Before the internet, people who wanted or needed to research a subject, for personal use or for schoolwork, had to go to the library, because they usually didn’t have the tools to research things at home, with the possible exception of a set of encyclopedias. I think many of us have had a physical set of encyclopedias, but those books had their own set of problems…the greatest being that they quickly became outdated. Of course, the internet has its own set of problems too…the greatest being misinformation and outright lies.
All that aside, in the not-so-distant past, since it was still in my lifetime, research was done in the library, which is why so many schools had one of their own, at least in junior high and high school. The students, armed with a research subject went to the library and began their search. Basically, the library was the “internet” of the past. Your search would often begin with the card catalog. This was a large cabinet with very small drawers filled with cards with holes in the bottom that were attached to a rod in the bottom of the drawer. The cards were arranged alphabetically so they could be easily researched, but if the subject had a lot of information out there, that did not mean that the search would be a quick one.

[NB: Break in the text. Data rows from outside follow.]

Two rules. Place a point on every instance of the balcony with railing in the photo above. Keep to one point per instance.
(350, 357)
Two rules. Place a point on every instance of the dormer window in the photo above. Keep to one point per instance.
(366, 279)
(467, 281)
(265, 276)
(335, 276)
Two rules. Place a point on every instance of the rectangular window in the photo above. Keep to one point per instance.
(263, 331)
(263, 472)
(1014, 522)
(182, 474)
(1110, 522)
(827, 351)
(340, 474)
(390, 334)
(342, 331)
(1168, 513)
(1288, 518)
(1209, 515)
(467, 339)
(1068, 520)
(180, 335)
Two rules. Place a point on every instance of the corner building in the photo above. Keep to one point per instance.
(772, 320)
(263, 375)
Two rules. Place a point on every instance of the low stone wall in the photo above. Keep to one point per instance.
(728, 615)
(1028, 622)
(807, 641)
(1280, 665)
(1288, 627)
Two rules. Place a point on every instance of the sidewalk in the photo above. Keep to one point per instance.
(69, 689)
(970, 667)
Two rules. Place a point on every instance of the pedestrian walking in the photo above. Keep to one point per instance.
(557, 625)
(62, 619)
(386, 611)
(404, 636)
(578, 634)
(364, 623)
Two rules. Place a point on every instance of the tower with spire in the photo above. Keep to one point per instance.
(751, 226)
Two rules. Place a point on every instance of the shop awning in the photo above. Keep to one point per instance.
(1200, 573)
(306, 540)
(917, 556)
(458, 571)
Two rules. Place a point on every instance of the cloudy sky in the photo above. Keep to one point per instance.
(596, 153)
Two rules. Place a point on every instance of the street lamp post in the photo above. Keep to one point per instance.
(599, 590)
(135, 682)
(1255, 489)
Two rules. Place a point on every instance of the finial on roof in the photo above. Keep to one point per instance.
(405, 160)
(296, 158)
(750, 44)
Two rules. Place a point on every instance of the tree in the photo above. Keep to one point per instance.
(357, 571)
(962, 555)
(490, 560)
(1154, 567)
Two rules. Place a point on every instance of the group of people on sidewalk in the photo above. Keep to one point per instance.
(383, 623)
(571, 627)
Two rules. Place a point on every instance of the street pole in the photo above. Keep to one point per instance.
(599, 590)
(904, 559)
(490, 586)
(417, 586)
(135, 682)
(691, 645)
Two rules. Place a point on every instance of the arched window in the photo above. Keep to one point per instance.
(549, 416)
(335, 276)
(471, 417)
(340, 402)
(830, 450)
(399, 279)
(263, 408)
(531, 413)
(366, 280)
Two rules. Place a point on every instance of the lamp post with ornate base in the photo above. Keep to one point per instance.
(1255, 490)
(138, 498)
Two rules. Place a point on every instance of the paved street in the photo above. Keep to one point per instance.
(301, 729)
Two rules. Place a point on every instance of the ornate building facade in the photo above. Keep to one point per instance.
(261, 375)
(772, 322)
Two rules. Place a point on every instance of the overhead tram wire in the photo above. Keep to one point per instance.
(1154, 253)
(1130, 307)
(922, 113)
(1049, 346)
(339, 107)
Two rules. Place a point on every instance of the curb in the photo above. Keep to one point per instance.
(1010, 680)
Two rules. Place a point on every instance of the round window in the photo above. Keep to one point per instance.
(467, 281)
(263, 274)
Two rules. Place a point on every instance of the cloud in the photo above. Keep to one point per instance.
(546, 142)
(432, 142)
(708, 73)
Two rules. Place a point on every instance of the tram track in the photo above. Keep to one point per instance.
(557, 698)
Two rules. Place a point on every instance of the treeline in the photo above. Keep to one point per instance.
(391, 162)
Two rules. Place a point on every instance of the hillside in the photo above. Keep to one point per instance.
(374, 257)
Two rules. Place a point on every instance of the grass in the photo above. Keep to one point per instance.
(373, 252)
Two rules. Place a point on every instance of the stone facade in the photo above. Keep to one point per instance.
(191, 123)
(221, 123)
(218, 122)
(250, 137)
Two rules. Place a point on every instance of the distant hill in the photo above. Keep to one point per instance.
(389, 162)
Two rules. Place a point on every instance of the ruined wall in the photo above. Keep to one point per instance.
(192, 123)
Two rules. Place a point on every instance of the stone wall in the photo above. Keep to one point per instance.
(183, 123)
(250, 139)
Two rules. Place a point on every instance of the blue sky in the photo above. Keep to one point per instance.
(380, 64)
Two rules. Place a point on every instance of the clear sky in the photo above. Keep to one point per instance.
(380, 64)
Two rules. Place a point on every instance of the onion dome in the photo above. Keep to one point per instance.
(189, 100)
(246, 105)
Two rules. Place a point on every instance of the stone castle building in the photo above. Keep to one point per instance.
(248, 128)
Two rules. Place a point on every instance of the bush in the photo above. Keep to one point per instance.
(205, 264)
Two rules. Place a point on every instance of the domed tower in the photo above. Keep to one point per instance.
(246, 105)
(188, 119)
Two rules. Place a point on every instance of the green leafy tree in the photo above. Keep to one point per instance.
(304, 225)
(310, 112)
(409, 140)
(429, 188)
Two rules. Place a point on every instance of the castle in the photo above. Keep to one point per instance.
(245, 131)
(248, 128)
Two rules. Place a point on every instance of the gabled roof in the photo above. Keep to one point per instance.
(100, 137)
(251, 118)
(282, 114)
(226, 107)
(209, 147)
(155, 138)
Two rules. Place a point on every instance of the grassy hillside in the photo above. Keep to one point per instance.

Once the desired information was located, the researcher would use a slip of paper (usually provided by the library) to write down the information the card gave as to the location of the book that housed the detailed information that had been summarized on the card. The card always contained a number such as 746.43, which was really a code for the location of the book needed by the researcher. In this case, the 7 stands for the classification…Art. The first 4 stands for the division…drawings/decorative arts. The 6 stands for the section…textile arts. The numbers following the decimal stand for classification within the section…type of textile. Armed with this information, the researcher was able to go to the section of the library that holds that classification of book and locate their book, or just as often they could go to the librarian and receive help to find their book. Of course, the biggest problem with this type of research is that the book might very likely be checked out already, especially if it was a popular subject. If the book wasn’t available, the researcher would have to wait until it came back or go start the whole process again to find another book that contained the desired information. As I’m sure you can imagine, this type of research was quite frustration, and extremely slow…especially if you had any inkling of the speed of locating information these days. Thankfully back then, no one did, so research papers were assigned weeks early, to be turned in at the end of the quarter or semester.
Once you had your hands on the desired book or a comparable alternative, you were required to read all or most of the book to find the information you needed for your research project. You couldn’t simply ask the book a question and expect an answer like you can today with the computer and the internet. While today’s type of research is much easier, I’m sure there are many people who would say that the challenge of the “dig for information” is completely and sadly lost. I suppose they are right, but since I’m a techy, I would find that kind of research frustrating, since I do know about the computer and the internet. Thankfully, when I had to research information in my youth, I had no idea that the internet would exist in just a few short years, so the frustration was averted.